"Le coquelicot est une base, il reste ouvert", clament PS et Ecolo

L’alliance PS-Ecolo est toujours la piste privilégiée pour former une majorité au gouvernement wallon. Si on peut parler de majorité, puisque cette formation n’a que 35 sièges sur 70. Trop court, donc.

Mais le but unique et ultime n'est pas de former une majorité minoritaire précisent PS et Ecolo dans les coulisses de notre émission. Le coquelicot est une base travail, expliquent Christine Morreale et Manu Disabato. "Une fois notre texte, écrit après consultation de la société civile, libre aux formations politiques intéressées par notre travail de discuter avec nous, et de former une majorité plus large", complète Christine Morréale (PS).

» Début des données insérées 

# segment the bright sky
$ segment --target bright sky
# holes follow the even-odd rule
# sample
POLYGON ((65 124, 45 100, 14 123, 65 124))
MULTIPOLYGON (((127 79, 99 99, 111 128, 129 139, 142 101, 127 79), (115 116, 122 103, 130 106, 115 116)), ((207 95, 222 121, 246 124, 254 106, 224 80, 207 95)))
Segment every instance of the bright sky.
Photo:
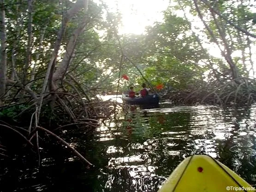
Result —
POLYGON ((123 26, 119 32, 141 34, 145 27, 163 18, 161 12, 169 5, 168 0, 104 0, 113 12, 122 14, 123 26))
MULTIPOLYGON (((99 0, 94 0, 98 1, 99 0)), ((119 10, 122 15, 123 26, 119 30, 120 34, 133 33, 141 34, 143 33, 147 26, 152 25, 155 21, 161 21, 163 18, 162 12, 167 9, 169 0, 103 0, 107 5, 111 11, 116 12, 119 10)), ((255 3, 254 3, 255 4, 255 3)), ((255 9, 253 8, 254 12, 255 9)), ((183 17, 183 12, 175 12, 178 16, 183 17)), ((204 28, 203 25, 198 17, 189 15, 187 17, 191 19, 192 25, 204 28)), ((196 31, 196 32, 197 32, 196 31)), ((198 34, 200 32, 198 32, 198 34)), ((220 51, 217 46, 213 44, 203 43, 205 48, 208 49, 210 54, 216 58, 221 58, 220 51)), ((256 47, 252 47, 253 52, 256 51, 256 47)), ((234 52, 233 55, 241 55, 240 52, 234 52)), ((256 56, 253 59, 256 59, 256 56)), ((256 67, 256 66, 255 66, 256 67)))

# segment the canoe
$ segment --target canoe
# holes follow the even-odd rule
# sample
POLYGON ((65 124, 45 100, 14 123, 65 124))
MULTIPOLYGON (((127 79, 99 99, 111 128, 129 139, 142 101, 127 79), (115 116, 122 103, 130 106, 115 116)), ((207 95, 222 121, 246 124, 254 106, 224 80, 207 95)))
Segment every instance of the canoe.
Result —
POLYGON ((158 192, 255 192, 227 167, 212 157, 196 155, 185 159, 158 192))
POLYGON ((148 96, 142 97, 129 97, 127 94, 122 94, 123 101, 127 103, 134 105, 156 104, 159 103, 159 96, 156 94, 149 94, 148 96))

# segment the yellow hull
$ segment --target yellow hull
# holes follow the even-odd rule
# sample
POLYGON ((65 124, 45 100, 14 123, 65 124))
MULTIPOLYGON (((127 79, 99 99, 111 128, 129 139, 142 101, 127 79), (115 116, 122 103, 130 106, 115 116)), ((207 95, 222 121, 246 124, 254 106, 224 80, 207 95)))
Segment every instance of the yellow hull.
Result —
POLYGON ((256 192, 238 175, 210 157, 196 155, 185 159, 158 192, 256 192))

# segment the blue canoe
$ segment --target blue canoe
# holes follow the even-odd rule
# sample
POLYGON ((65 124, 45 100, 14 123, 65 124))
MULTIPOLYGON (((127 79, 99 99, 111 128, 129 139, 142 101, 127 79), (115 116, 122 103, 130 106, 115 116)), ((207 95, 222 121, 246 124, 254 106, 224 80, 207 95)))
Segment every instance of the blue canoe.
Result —
POLYGON ((134 105, 157 104, 159 103, 159 96, 156 94, 150 94, 148 96, 142 97, 129 97, 125 93, 122 94, 123 101, 125 103, 134 105))

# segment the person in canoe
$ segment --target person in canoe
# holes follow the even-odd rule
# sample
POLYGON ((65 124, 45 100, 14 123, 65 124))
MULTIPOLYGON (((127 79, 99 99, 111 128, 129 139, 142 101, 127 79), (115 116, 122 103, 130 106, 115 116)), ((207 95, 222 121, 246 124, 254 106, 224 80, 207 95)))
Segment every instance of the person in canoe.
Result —
POLYGON ((133 91, 133 87, 132 86, 131 86, 130 87, 130 91, 129 92, 129 97, 135 97, 135 92, 133 91))
POLYGON ((149 91, 150 89, 148 89, 146 87, 146 83, 143 83, 142 84, 142 87, 143 89, 140 90, 140 95, 142 97, 144 97, 147 96, 149 94, 149 91))

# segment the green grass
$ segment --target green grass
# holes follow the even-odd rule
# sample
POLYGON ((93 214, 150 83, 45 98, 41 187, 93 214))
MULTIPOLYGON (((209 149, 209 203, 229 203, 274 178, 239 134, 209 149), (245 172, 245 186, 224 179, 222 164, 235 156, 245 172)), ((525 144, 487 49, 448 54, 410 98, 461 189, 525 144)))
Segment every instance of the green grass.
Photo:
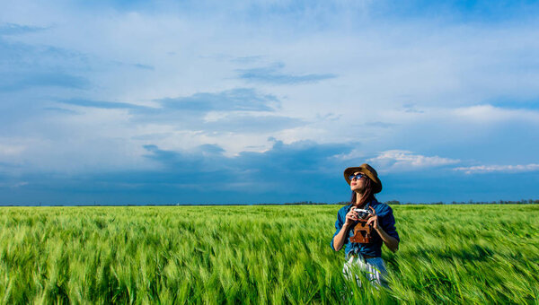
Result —
POLYGON ((393 206, 391 290, 329 246, 338 205, 3 207, 2 303, 539 304, 539 206, 393 206))

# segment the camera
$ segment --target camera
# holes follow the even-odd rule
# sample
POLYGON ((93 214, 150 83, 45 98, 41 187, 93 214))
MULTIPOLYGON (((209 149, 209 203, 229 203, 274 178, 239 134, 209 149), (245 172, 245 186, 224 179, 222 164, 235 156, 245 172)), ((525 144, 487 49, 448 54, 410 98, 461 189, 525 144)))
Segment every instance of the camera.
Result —
POLYGON ((356 211, 358 213, 358 218, 359 218, 359 219, 366 219, 368 215, 373 214, 373 212, 371 210, 354 209, 354 211, 356 211))

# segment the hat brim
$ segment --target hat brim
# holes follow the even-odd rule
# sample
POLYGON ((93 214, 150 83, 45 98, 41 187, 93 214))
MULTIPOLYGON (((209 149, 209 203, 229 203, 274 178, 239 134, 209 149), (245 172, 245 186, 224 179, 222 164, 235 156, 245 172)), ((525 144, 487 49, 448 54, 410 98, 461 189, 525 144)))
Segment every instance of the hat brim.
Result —
POLYGON ((358 172, 358 171, 365 174, 375 183, 374 187, 373 187, 373 192, 375 194, 380 193, 382 191, 382 181, 380 181, 377 175, 375 175, 365 165, 361 165, 361 166, 358 166, 358 167, 351 167, 351 168, 348 168, 348 169, 344 170, 344 179, 349 184, 349 186, 350 185, 350 179, 349 179, 350 175, 352 175, 353 173, 358 172))

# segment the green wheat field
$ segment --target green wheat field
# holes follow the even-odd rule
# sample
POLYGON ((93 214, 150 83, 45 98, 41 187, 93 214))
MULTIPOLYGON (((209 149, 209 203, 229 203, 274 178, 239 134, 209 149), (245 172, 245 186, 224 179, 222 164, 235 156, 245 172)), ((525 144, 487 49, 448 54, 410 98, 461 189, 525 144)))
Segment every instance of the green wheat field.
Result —
POLYGON ((393 206, 390 289, 343 278, 340 207, 1 207, 0 301, 539 304, 539 205, 393 206))

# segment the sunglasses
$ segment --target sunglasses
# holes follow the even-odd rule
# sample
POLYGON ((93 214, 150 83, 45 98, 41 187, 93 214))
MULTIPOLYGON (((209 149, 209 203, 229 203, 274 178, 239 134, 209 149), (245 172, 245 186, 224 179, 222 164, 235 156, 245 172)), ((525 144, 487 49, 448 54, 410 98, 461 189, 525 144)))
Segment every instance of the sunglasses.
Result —
POLYGON ((364 174, 350 175, 350 177, 349 177, 349 179, 351 181, 354 179, 356 179, 356 180, 358 180, 358 179, 362 179, 363 177, 367 177, 367 175, 364 175, 364 174))

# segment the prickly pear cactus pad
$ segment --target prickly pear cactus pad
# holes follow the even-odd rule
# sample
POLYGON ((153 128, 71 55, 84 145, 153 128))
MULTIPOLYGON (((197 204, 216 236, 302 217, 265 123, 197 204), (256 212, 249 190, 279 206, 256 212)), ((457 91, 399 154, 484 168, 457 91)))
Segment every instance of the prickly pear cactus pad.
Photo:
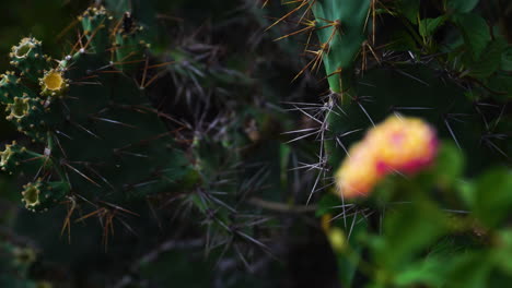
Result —
POLYGON ((51 58, 40 41, 23 38, 10 55, 13 70, 0 79, 5 118, 25 135, 4 145, 0 166, 24 179, 23 203, 34 212, 70 201, 124 205, 188 172, 144 95, 142 26, 103 7, 79 20, 83 29, 68 55, 51 58))

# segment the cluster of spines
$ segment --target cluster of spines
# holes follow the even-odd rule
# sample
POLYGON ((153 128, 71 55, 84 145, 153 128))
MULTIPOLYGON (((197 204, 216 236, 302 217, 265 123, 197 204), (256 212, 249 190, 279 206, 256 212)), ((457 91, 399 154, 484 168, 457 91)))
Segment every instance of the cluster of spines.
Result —
POLYGON ((32 81, 39 79, 51 58, 43 53, 42 43, 34 37, 23 38, 11 48, 11 64, 20 70, 21 76, 32 81))
POLYGON ((63 200, 69 191, 70 187, 66 181, 48 182, 39 178, 23 185, 22 202, 32 212, 46 212, 63 200))

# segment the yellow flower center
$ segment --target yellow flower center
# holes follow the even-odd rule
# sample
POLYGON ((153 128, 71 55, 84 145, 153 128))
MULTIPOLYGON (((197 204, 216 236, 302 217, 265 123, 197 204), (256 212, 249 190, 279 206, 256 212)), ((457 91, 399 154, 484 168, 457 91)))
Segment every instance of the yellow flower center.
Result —
POLYGON ((59 91, 62 88, 62 85, 65 83, 62 73, 53 70, 45 75, 45 77, 43 79, 43 83, 45 85, 45 88, 49 91, 59 91))

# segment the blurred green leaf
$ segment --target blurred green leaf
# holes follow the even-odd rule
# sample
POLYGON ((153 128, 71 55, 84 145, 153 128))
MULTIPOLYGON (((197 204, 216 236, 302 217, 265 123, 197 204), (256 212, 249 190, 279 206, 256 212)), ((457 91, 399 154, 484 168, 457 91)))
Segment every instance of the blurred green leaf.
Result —
POLYGON ((420 262, 410 263, 396 276, 394 284, 402 287, 414 287, 420 284, 439 287, 444 281, 445 262, 445 259, 429 256, 420 262))
POLYGON ((512 276, 512 230, 502 230, 496 238, 491 256, 503 272, 512 276))
POLYGON ((477 180, 475 215, 488 227, 497 227, 512 209, 512 172, 494 169, 477 180))
POLYGON ((478 59, 491 39, 487 22, 473 13, 455 14, 452 21, 461 29, 473 58, 478 59))
POLYGON ((477 79, 487 79, 498 71, 502 64, 502 53, 507 46, 508 44, 503 39, 490 41, 476 61, 468 60, 468 75, 477 79))
POLYGON ((325 214, 333 213, 333 208, 338 205, 341 205, 341 200, 339 196, 333 193, 326 193, 318 201, 315 215, 316 217, 321 217, 325 214))
POLYGON ((479 0, 447 0, 446 7, 449 10, 458 13, 472 11, 479 0))
POLYGON ((435 31, 444 24, 445 21, 445 15, 435 19, 422 19, 419 23, 420 35, 423 37, 432 36, 435 31))
POLYGON ((508 47, 501 55, 501 69, 512 71, 512 47, 508 47))
POLYGON ((452 261, 444 263, 447 271, 445 287, 481 288, 492 268, 485 252, 463 253, 452 261))
POLYGON ((384 218, 382 241, 375 250, 376 262, 397 271, 446 231, 444 214, 427 201, 389 208, 384 218))
POLYGON ((396 4, 400 13, 404 14, 404 16, 406 16, 410 22, 414 24, 418 22, 420 0, 399 0, 396 4))
POLYGON ((433 167, 435 181, 441 187, 453 187, 464 172, 464 155, 453 142, 441 144, 433 167))

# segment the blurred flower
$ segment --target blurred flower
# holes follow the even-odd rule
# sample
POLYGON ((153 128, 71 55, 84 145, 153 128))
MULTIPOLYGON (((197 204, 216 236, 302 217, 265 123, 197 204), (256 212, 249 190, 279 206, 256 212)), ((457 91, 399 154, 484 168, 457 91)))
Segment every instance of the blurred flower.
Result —
POLYGON ((414 173, 435 157, 435 131, 418 118, 392 116, 356 143, 336 172, 338 193, 368 195, 389 172, 414 173))

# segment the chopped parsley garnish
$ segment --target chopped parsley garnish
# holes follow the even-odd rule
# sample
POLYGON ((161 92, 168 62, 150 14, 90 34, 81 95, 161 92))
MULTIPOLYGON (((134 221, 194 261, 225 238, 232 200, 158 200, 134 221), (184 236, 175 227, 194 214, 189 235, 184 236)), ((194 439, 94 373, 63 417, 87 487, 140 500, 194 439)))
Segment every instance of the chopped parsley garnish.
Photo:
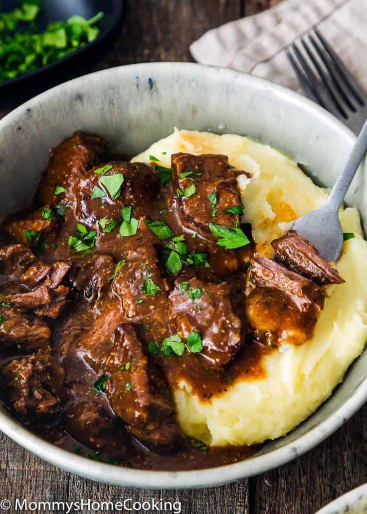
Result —
POLYGON ((95 246, 95 230, 88 230, 81 223, 76 224, 76 235, 70 235, 68 238, 68 246, 76 252, 89 250, 95 246))
POLYGON ((151 273, 149 268, 145 272, 144 276, 144 281, 141 291, 143 295, 147 295, 148 296, 155 296, 157 293, 162 290, 159 286, 154 284, 151 280, 151 273))
POLYGON ((202 175, 204 173, 204 170, 199 170, 197 172, 195 171, 184 171, 182 173, 180 173, 179 175, 179 178, 185 178, 185 177, 189 177, 191 175, 194 175, 197 177, 200 177, 201 175, 202 175))
POLYGON ((104 175, 100 179, 100 181, 104 186, 111 198, 113 200, 120 196, 121 186, 124 182, 124 175, 122 173, 104 175))
POLYGON ((122 237, 129 235, 135 235, 138 232, 139 221, 136 218, 131 218, 130 222, 123 221, 120 226, 120 235, 122 237))
POLYGON ((175 334, 163 340, 161 351, 166 357, 172 353, 181 357, 185 351, 185 343, 178 334, 175 334))
POLYGON ((37 0, 25 0, 10 12, 2 12, 2 5, 0 81, 49 64, 98 36, 100 29, 95 24, 103 17, 102 12, 89 20, 75 15, 66 22, 51 22, 41 31, 35 23, 41 11, 40 4, 37 0), (20 23, 22 26, 18 29, 20 23))
POLYGON ((63 216, 68 206, 65 201, 59 201, 56 206, 56 212, 59 216, 63 216))
POLYGON ((209 224, 211 233, 220 237, 217 244, 224 246, 226 250, 233 250, 249 244, 249 240, 242 230, 238 227, 227 227, 226 225, 209 224))
POLYGON ((94 173, 96 173, 97 175, 104 175, 105 173, 107 173, 110 170, 112 170, 113 168, 113 164, 106 164, 101 168, 98 168, 96 170, 94 170, 94 173))
POLYGON ((202 293, 202 291, 199 287, 194 287, 189 289, 188 297, 190 300, 200 300, 202 293))
POLYGON ((119 366, 118 370, 119 371, 128 371, 131 366, 131 361, 129 360, 127 362, 125 362, 125 364, 122 364, 121 366, 119 366))
POLYGON ((152 341, 148 344, 148 351, 152 355, 157 355, 159 353, 159 346, 156 341, 152 341))
POLYGON ((165 222, 146 219, 145 223, 149 230, 160 239, 168 239, 175 235, 175 232, 165 222))
POLYGON ((102 228, 102 233, 108 234, 114 230, 119 222, 114 218, 101 218, 98 223, 102 228))
POLYGON ((94 199, 95 198, 103 198, 104 196, 107 196, 106 193, 98 186, 96 186, 92 191, 92 199, 94 199))
POLYGON ((181 292, 186 292, 188 287, 188 280, 186 280, 185 282, 181 283, 180 284, 180 289, 181 290, 181 292))
POLYGON ((186 338, 188 349, 191 353, 198 353, 203 350, 200 333, 198 330, 191 332, 186 338))
POLYGON ((172 243, 165 246, 162 255, 162 264, 168 273, 178 274, 182 268, 182 263, 188 266, 205 266, 210 267, 207 262, 208 253, 188 253, 183 240, 184 235, 172 238, 172 243))
POLYGON ((120 211, 120 213, 121 215, 121 218, 122 221, 124 222, 127 222, 128 223, 130 223, 131 219, 131 210, 132 208, 131 205, 128 205, 126 207, 123 207, 122 209, 120 211))
POLYGON ((105 394, 106 393, 106 384, 108 380, 108 375, 102 375, 102 376, 100 377, 98 380, 94 382, 94 385, 93 386, 93 389, 96 393, 98 393, 99 394, 105 394))
POLYGON ((114 268, 114 273, 111 277, 109 277, 107 280, 109 282, 110 280, 113 280, 115 277, 117 277, 118 273, 120 271, 120 268, 122 268, 126 264, 126 260, 123 259, 121 261, 119 261, 119 262, 116 265, 116 267, 114 268))
POLYGON ((196 450, 202 450, 203 451, 206 451, 208 449, 208 447, 205 443, 200 441, 198 439, 190 439, 190 445, 191 448, 195 448, 196 450))
POLYGON ((225 209, 223 212, 227 212, 229 214, 240 214, 240 216, 243 214, 243 210, 240 205, 235 205, 229 209, 225 209))
POLYGON ((41 251, 43 251, 45 249, 45 243, 41 232, 37 232, 35 230, 28 230, 27 229, 25 229, 23 232, 28 243, 34 243, 35 242, 37 243, 38 249, 41 251))
POLYGON ((61 194, 63 193, 66 193, 66 190, 62 186, 56 186, 55 188, 55 194, 61 194))
POLYGON ((218 212, 218 208, 217 207, 218 197, 217 193, 212 193, 211 194, 209 194, 208 196, 208 200, 209 200, 210 203, 210 207, 211 208, 211 215, 214 217, 217 215, 217 213, 218 212))
POLYGON ((182 268, 182 263, 180 255, 172 250, 166 260, 166 269, 172 275, 178 275, 182 268))
POLYGON ((196 193, 196 186, 195 184, 191 184, 185 188, 183 191, 181 191, 180 188, 177 189, 177 196, 179 198, 185 196, 186 198, 190 198, 192 195, 196 193))
POLYGON ((44 219, 53 219, 55 213, 51 207, 45 207, 42 211, 42 217, 44 219))

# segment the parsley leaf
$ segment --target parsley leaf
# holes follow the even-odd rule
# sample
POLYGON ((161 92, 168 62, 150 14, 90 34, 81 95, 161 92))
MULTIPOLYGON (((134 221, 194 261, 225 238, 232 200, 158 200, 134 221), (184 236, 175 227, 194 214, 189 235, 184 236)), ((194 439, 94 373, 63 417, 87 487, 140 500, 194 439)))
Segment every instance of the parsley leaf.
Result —
POLYGON ((188 349, 191 353, 198 353, 203 350, 203 343, 199 331, 195 330, 186 338, 188 349))
POLYGON ((122 173, 104 175, 101 177, 100 181, 108 191, 111 198, 114 199, 120 196, 121 186, 124 182, 124 175, 122 173))
POLYGON ((103 198, 106 196, 106 194, 103 190, 99 188, 98 186, 96 186, 92 191, 92 199, 95 198, 103 198))
POLYGON ((128 205, 126 207, 123 207, 120 211, 123 221, 130 223, 131 219, 131 210, 132 208, 131 205, 128 205))
POLYGON ((220 237, 217 244, 224 246, 226 250, 233 250, 245 246, 249 244, 246 234, 238 227, 227 227, 226 225, 209 224, 210 232, 217 237, 220 237))
POLYGON ((131 218, 130 222, 123 221, 120 226, 120 235, 122 237, 129 235, 135 235, 138 232, 139 221, 136 218, 131 218))
POLYGON ((108 380, 108 375, 102 375, 101 377, 94 382, 94 385, 93 386, 93 389, 96 393, 98 393, 99 394, 105 395, 106 394, 106 384, 108 380))
POLYGON ((166 261, 165 267, 167 271, 172 275, 177 275, 182 268, 180 255, 173 250, 171 250, 166 261))
POLYGON ((158 292, 162 290, 159 286, 154 283, 151 277, 151 273, 148 268, 145 272, 141 291, 144 295, 147 295, 148 296, 155 296, 158 292))
POLYGON ((235 205, 229 209, 225 209, 223 212, 227 212, 230 214, 239 214, 240 216, 243 214, 243 210, 240 205, 235 205))
POLYGON ((190 300, 200 300, 202 291, 199 287, 194 287, 189 289, 188 297, 190 300))
POLYGON ((185 351, 185 343, 178 334, 175 334, 162 341, 161 351, 166 356, 173 353, 181 357, 185 351))
POLYGON ((99 223, 103 229, 103 234, 108 234, 112 232, 116 227, 119 222, 114 218, 101 218, 99 223))
POLYGON ((54 194, 61 194, 63 193, 66 193, 66 190, 62 186, 56 186, 55 188, 54 194))
POLYGON ((214 217, 218 212, 218 208, 217 207, 217 202, 218 201, 218 197, 216 193, 212 193, 211 194, 209 194, 208 196, 208 200, 210 203, 210 207, 211 208, 211 216, 214 217))
POLYGON ((160 239, 168 239, 175 235, 175 232, 165 222, 145 219, 145 225, 160 239))
POLYGON ((113 164, 106 164, 101 168, 98 168, 96 170, 94 170, 94 173, 96 173, 97 175, 104 175, 105 173, 107 173, 110 170, 112 170, 113 168, 113 164))
POLYGON ((206 451, 208 449, 208 447, 205 443, 203 443, 202 441, 200 441, 198 439, 190 439, 190 445, 191 448, 195 448, 196 450, 202 450, 203 451, 206 451))
POLYGON ((119 262, 116 265, 116 267, 114 268, 114 272, 113 274, 111 275, 111 277, 109 277, 107 279, 108 282, 109 282, 110 280, 113 280, 115 277, 117 277, 118 273, 120 271, 120 268, 122 268, 123 266, 124 266, 126 263, 126 261, 124 259, 122 259, 121 261, 119 261, 119 262))

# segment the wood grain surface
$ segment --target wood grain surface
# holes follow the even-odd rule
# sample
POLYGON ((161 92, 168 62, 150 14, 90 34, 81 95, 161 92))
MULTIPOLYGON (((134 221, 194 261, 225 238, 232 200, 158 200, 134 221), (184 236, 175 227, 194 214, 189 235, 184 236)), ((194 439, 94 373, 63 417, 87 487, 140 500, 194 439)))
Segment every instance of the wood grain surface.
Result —
MULTIPOLYGON (((119 39, 94 69, 144 61, 191 60, 188 46, 206 30, 279 1, 127 0, 119 39)), ((9 97, 1 99, 0 116, 14 104, 9 97)), ((12 100, 21 103, 22 95, 12 100)), ((140 491, 92 482, 47 464, 0 433, 0 500, 13 501, 18 498, 70 502, 84 498, 118 501, 132 498, 142 502, 162 498, 180 501, 184 514, 313 514, 367 481, 366 417, 367 406, 317 448, 280 469, 249 480, 200 490, 140 491)), ((6 511, 0 508, 0 511, 20 511, 12 507, 6 511)))

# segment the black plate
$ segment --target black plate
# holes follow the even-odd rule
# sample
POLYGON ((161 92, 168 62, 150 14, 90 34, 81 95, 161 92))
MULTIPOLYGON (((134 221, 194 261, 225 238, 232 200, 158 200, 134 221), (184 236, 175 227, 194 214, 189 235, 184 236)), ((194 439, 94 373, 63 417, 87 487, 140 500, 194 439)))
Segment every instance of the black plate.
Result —
MULTIPOLYGON (((69 55, 33 71, 0 82, 0 91, 14 88, 35 87, 40 92, 53 85, 86 72, 88 68, 100 59, 109 49, 118 34, 123 13, 123 0, 42 0, 42 12, 36 24, 41 30, 49 22, 66 21, 74 14, 91 18, 100 11, 104 16, 97 24, 101 32, 91 43, 75 50, 69 55)), ((1 0, 1 11, 7 12, 20 6, 16 0, 1 0)), ((24 98, 23 98, 24 100, 24 98)))

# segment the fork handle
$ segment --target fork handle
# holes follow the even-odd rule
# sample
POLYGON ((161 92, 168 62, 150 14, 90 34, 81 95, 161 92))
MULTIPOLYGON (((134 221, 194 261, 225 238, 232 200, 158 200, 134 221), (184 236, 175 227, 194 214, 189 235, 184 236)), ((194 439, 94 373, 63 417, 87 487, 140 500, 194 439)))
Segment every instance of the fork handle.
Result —
POLYGON ((367 120, 362 127, 348 161, 332 189, 327 203, 338 210, 367 151, 367 120))

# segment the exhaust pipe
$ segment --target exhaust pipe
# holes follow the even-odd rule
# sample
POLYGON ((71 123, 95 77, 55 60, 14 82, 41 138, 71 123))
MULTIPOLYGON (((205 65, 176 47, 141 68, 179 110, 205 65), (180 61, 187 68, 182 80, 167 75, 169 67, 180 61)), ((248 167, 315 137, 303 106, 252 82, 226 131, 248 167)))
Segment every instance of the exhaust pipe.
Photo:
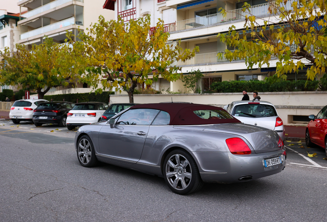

Réponse du cdH : "C'est pas parce qu'il fait chaud, qu'il faut faire du vent". Le ton est donné par Alda Greoli. Pour la ministre régionale sortante, brandir la société civil sert de cache-misère. "La société civile, nous la consultons constamment". Autre inquiétude de l'humaniste: la méthode. "PS et cdH vont consulter, en 48h, 100 institutions. C'est de la constitution twitter". Elle ne manque pas de tacler la note remise à la société civile, en passant : "Elle n'a pas mis deux heures à être dans les journaux. Il y a des contradictions d'une ligne à l'autre, on dirait qu'elle a été faite du le coin d'une table !"

Du côté du MR, on tient à rappeler deux choses: la première, c'est l'essence du gouvernement coquelicot "Il n'y a pas de majorité. On va à l'encontre des principes élémentaires de démocratie. C'est un déni de démocratie". 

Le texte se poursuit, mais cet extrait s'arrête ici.